Adams was born to Nathaniel Dickinson Adams and Harriet (Hastings) Adams in Shutesbury, Massachusetts. On his mother's side, he was a descendant of Thomas Hastings who came from the East Anglia region of England to the Massachusetts Bay Colony in 1634. Adams received his early training in the Amherst, Massachusetts public schools and Phillips Exeter Academy. He graduated from Amherst College in 1872.
In 1873 Adams traveled to Europe to study and write. In 1874 he then moved to Heidelberg, Germany to pursue the Ph.D. degree. There he was influenced by Johann Gustav Droysen and Johann Kaspar Bluntschli, the latter also becoming his mentor. Heidelberg did not then require a thesis from its doctoral candidates, instead it required an oral examination, for which he chose political science for his major field (Hauptfach), with two minors (Nebenfächer) in public and international law and in political and cultural history. Adams took the oral examination on July 13, 1876, which he passed summa cum laude.

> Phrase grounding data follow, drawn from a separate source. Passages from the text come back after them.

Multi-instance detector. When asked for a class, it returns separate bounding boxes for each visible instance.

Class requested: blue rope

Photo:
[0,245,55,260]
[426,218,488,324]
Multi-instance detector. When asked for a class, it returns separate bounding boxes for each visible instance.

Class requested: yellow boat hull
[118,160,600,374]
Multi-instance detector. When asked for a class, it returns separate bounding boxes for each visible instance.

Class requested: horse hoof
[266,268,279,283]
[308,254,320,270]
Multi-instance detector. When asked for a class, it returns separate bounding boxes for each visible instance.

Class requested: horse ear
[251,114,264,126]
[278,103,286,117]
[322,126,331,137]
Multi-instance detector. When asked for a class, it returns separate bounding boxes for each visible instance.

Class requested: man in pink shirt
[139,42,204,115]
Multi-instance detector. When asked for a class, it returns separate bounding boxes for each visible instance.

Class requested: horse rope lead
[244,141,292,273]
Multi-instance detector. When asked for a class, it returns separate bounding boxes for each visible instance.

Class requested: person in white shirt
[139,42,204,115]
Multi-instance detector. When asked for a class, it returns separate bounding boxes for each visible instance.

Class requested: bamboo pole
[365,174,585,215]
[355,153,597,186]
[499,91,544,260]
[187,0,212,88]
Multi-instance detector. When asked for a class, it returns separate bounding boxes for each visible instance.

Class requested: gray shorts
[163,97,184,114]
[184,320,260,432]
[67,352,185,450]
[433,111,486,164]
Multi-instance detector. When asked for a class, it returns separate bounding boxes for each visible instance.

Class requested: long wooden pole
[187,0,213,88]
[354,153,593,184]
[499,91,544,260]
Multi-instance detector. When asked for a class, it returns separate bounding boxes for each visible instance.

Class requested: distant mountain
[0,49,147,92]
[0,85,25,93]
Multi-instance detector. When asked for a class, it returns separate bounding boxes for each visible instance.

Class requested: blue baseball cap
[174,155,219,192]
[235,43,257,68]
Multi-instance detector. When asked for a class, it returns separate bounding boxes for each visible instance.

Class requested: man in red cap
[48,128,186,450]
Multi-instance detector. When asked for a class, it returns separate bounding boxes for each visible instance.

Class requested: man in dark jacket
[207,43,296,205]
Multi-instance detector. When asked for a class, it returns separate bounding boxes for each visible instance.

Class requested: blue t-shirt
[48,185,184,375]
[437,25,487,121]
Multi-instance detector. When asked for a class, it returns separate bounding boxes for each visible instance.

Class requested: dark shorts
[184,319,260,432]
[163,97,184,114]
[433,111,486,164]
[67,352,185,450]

He was a fellow in history at Johns Hopkins University from 1876 to 1878, associate from 1878 to 1883, and was appointed associate professor in 1883. He is credited with bringing the study of politics into the realm of the social sciences.
At Johns Hopkins, in 1880, Adams began his famous seminar in history, where a large proportion of the next generation of American historians trained. Adams founded the "Johns Hopkins Studies in Historical and Political Science," the first of such series. He was elected a member of the American Antiquarian Society in 1881. He brought about the organization in 1884 of the American Historical Association, for which he was secretary until 1900, when he resigned and was made first vice president. His historical writings introduced scientific methods of investigation that influenced many historians, including Frederick Jackson Turner and John Spencer Bassett. He authored Life and Writings of Jared Sparks (1893) and many articles and influential reports on the study of the social sciences.